Das UNPOP-Ensemble zeigt derzeit das Stück "Fairycoin" im Theater Kosmos. (Foto: Caro Stark)
Silvia Thurner · 23. Jun 2013 · Musik

„Wunderlicher Alter, willst du mit mir geh’n?“ – die Sängerin Lia Pale und ihre Band begeisterten mit dem Liederzyklus „gone too far“

Das letzte Konzert der „Jazz&“-Reihe in dieser Saison war einem ganz speziellen Projekt gewidmet. Mathias Rüegg, ehemaliger Leiter des Vienna Art Orchestra, hatte für die junge Sängerin Lia Pale Lieder aus der „Winterreise“ von Franz Schubert arrangiert und daraus den Liederzyklus „gone too far“ zusammengestellt. Mit den individuell an die Qualitäten der Sängerin angepassten Arrangements traf er ins Schwarze.

Die Texte aus Schuberts Winterreise hat Lia Pale ins Englische übersetzt und auf diese Weise eine gute Distanz zur berühmten Vorlage geschaffen. Dass sich Mathias Rüegg als Arrangeur in jedem Detail der Bearbeitung bewusst war, welche kompositorischen Inhalte er übernehmen, reflektieren, verstärken oder beiseite lassen möchte, ist gut nachvollziehbar. Allein darin liegt auch die Glaubwürdigkeit dieses ungewöhnlichen musikalischen Projektes begründet.

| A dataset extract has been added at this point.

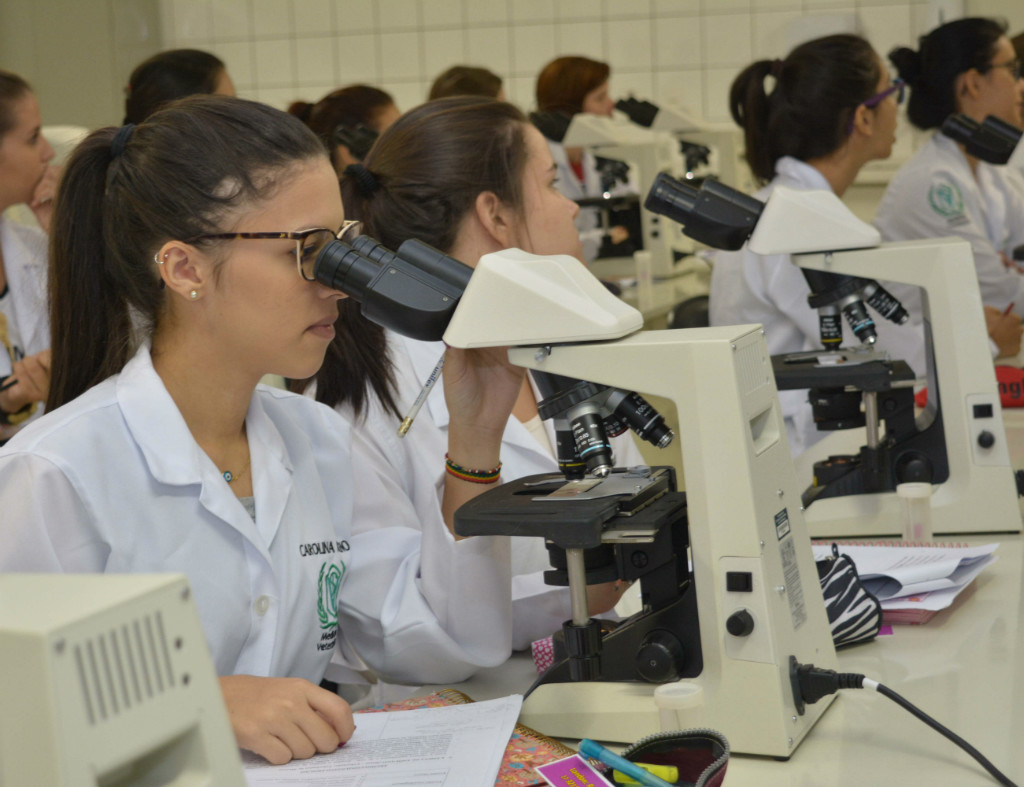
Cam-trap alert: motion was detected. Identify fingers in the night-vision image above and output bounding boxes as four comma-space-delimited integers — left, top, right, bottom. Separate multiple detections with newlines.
309, 687, 355, 751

Vor allem Schuberts griffige Melodien und textdeutende melodische Gedanken hat Rüegg für die Liedersammlung übernommen. Überdies legte er den Songs über weite Strecken Schuberts aussagekräftige und farbige Harmonik zugrunde. Den leidenden und depressiven Unterton des weltabgewandten Protagonisten, der die „Winterreise“ prägt, sowie die vergebliche Suche des rastlos Wandernden ließ Rüegg eher beiseite. Zudem stellte er die Liedfolge um und legte damit andere Wirkzusammenhänge fest.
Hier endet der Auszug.